The reading that the district judge has given, which treats § 11.5 as a qualification rather than an extension of § 11.1, has much to commend it. For example, § 11.5 bears the caption: "Right of Limitation of Transfer and Right of First Refusal among Casco , Universal Cellular and Lake-field." This tells us that § 11.1 is about to be confined rather than expanded. What's more, the district judge's understanding of § 11.5 curtails the members' ability to engage in strategic behavior. Usually a right of first refusal comes into play only after the price of an asset has been negotiated in an arms'-length transaction. If Northeast agreed to sell its own stake to ATT, for example, another member would be entitled to buy that interest at a price than cannot exceed what ATT had agreed to pay. But when a corporate parent is acquired, no price is attached to a membership interest in Wisconsin RSA #10 L.P. What price then would the interest fetch under a right of first refusal?

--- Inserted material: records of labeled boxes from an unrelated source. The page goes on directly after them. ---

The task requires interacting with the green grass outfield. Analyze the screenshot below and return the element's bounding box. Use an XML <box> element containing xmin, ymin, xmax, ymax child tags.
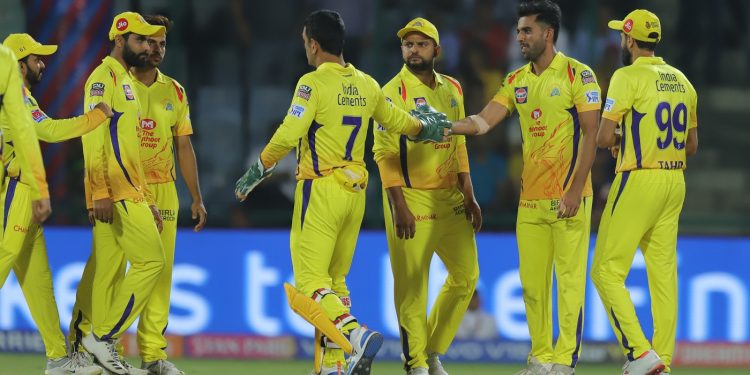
<box><xmin>0</xmin><ymin>354</ymin><xmax>750</xmax><ymax>375</ymax></box>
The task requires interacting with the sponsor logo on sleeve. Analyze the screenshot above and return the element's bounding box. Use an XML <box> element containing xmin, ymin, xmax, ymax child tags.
<box><xmin>31</xmin><ymin>109</ymin><xmax>47</xmax><ymax>124</ymax></box>
<box><xmin>581</xmin><ymin>70</ymin><xmax>596</xmax><ymax>85</ymax></box>
<box><xmin>516</xmin><ymin>86</ymin><xmax>529</xmax><ymax>104</ymax></box>
<box><xmin>586</xmin><ymin>91</ymin><xmax>601</xmax><ymax>104</ymax></box>
<box><xmin>604</xmin><ymin>98</ymin><xmax>615</xmax><ymax>112</ymax></box>
<box><xmin>141</xmin><ymin>118</ymin><xmax>156</xmax><ymax>130</ymax></box>
<box><xmin>89</xmin><ymin>82</ymin><xmax>104</xmax><ymax>96</ymax></box>
<box><xmin>297</xmin><ymin>85</ymin><xmax>312</xmax><ymax>100</ymax></box>
<box><xmin>289</xmin><ymin>104</ymin><xmax>305</xmax><ymax>118</ymax></box>
<box><xmin>122</xmin><ymin>85</ymin><xmax>135</xmax><ymax>100</ymax></box>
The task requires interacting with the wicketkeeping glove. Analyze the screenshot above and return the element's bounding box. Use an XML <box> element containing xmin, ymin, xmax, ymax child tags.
<box><xmin>234</xmin><ymin>158</ymin><xmax>276</xmax><ymax>201</ymax></box>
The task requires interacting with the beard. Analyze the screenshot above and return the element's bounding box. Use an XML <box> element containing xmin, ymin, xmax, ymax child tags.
<box><xmin>521</xmin><ymin>43</ymin><xmax>544</xmax><ymax>61</ymax></box>
<box><xmin>404</xmin><ymin>57</ymin><xmax>435</xmax><ymax>73</ymax></box>
<box><xmin>622</xmin><ymin>47</ymin><xmax>633</xmax><ymax>66</ymax></box>
<box><xmin>122</xmin><ymin>43</ymin><xmax>148</xmax><ymax>68</ymax></box>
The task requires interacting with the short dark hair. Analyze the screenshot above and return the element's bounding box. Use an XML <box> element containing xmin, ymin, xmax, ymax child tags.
<box><xmin>143</xmin><ymin>14</ymin><xmax>172</xmax><ymax>32</ymax></box>
<box><xmin>305</xmin><ymin>9</ymin><xmax>345</xmax><ymax>56</ymax></box>
<box><xmin>633</xmin><ymin>35</ymin><xmax>659</xmax><ymax>52</ymax></box>
<box><xmin>518</xmin><ymin>0</ymin><xmax>562</xmax><ymax>43</ymax></box>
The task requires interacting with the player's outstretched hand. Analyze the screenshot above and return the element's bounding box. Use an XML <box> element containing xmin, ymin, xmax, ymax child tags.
<box><xmin>190</xmin><ymin>201</ymin><xmax>208</xmax><ymax>232</ymax></box>
<box><xmin>557</xmin><ymin>189</ymin><xmax>581</xmax><ymax>219</ymax></box>
<box><xmin>464</xmin><ymin>199</ymin><xmax>482</xmax><ymax>233</ymax></box>
<box><xmin>31</xmin><ymin>198</ymin><xmax>52</xmax><ymax>224</ymax></box>
<box><xmin>234</xmin><ymin>158</ymin><xmax>276</xmax><ymax>202</ymax></box>
<box><xmin>410</xmin><ymin>105</ymin><xmax>453</xmax><ymax>142</ymax></box>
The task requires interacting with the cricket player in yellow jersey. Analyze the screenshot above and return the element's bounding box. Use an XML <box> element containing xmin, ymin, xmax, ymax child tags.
<box><xmin>0</xmin><ymin>34</ymin><xmax>112</xmax><ymax>374</ymax></box>
<box><xmin>235</xmin><ymin>10</ymin><xmax>450</xmax><ymax>375</ymax></box>
<box><xmin>591</xmin><ymin>9</ymin><xmax>698</xmax><ymax>375</ymax></box>
<box><xmin>67</xmin><ymin>12</ymin><xmax>165</xmax><ymax>374</ymax></box>
<box><xmin>453</xmin><ymin>0</ymin><xmax>601</xmax><ymax>374</ymax></box>
<box><xmin>132</xmin><ymin>16</ymin><xmax>206</xmax><ymax>375</ymax></box>
<box><xmin>373</xmin><ymin>18</ymin><xmax>482</xmax><ymax>375</ymax></box>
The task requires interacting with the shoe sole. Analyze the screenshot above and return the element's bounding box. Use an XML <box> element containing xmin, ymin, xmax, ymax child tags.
<box><xmin>347</xmin><ymin>332</ymin><xmax>383</xmax><ymax>375</ymax></box>
<box><xmin>646</xmin><ymin>364</ymin><xmax>667</xmax><ymax>375</ymax></box>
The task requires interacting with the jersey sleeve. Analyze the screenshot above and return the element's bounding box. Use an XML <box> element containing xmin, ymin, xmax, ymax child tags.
<box><xmin>261</xmin><ymin>74</ymin><xmax>320</xmax><ymax>166</ymax></box>
<box><xmin>572</xmin><ymin>64</ymin><xmax>602</xmax><ymax>112</ymax></box>
<box><xmin>83</xmin><ymin>68</ymin><xmax>119</xmax><ymax>200</ymax></box>
<box><xmin>34</xmin><ymin>100</ymin><xmax>107</xmax><ymax>143</ymax></box>
<box><xmin>372</xmin><ymin>81</ymin><xmax>422</xmax><ymax>136</ymax></box>
<box><xmin>0</xmin><ymin>50</ymin><xmax>49</xmax><ymax>200</ymax></box>
<box><xmin>492</xmin><ymin>72</ymin><xmax>518</xmax><ymax>115</ymax></box>
<box><xmin>172</xmin><ymin>81</ymin><xmax>193</xmax><ymax>137</ymax></box>
<box><xmin>602</xmin><ymin>69</ymin><xmax>635</xmax><ymax>123</ymax></box>
<box><xmin>372</xmin><ymin>84</ymin><xmax>405</xmax><ymax>188</ymax></box>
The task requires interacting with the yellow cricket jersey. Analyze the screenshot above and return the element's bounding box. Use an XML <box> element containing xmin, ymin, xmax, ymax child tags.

There is no liquid market in these interests, and the absence of a market price would necessitate an appraisal under the cumbersome process outlined in § 11.5. Appraisals may miss the mark by a substantial margin. Section 11.5, as Northeast reads it, allows any member of the partnership to demand an appraisal as a speculative venture: if the appraisal comes in below the member's own estimate of the interest's value, then the interest will be snapped up; otherwise the original transaction will go through. Most businesses prefer to avoid situations in which their assets can be acquired for less than market value. Indeed, it is hard to understand CenturyTel's defense of this suit on any other ground. If it thought that the appraisal would give it full value, it would be indifferent between keeping the stake and selling to Northeast. The district judge's reading of § 11.5 reduces the opportunity for valuation errors. That plus the caption and the normal understanding of the phrase "to each other" suffice to support the judgment.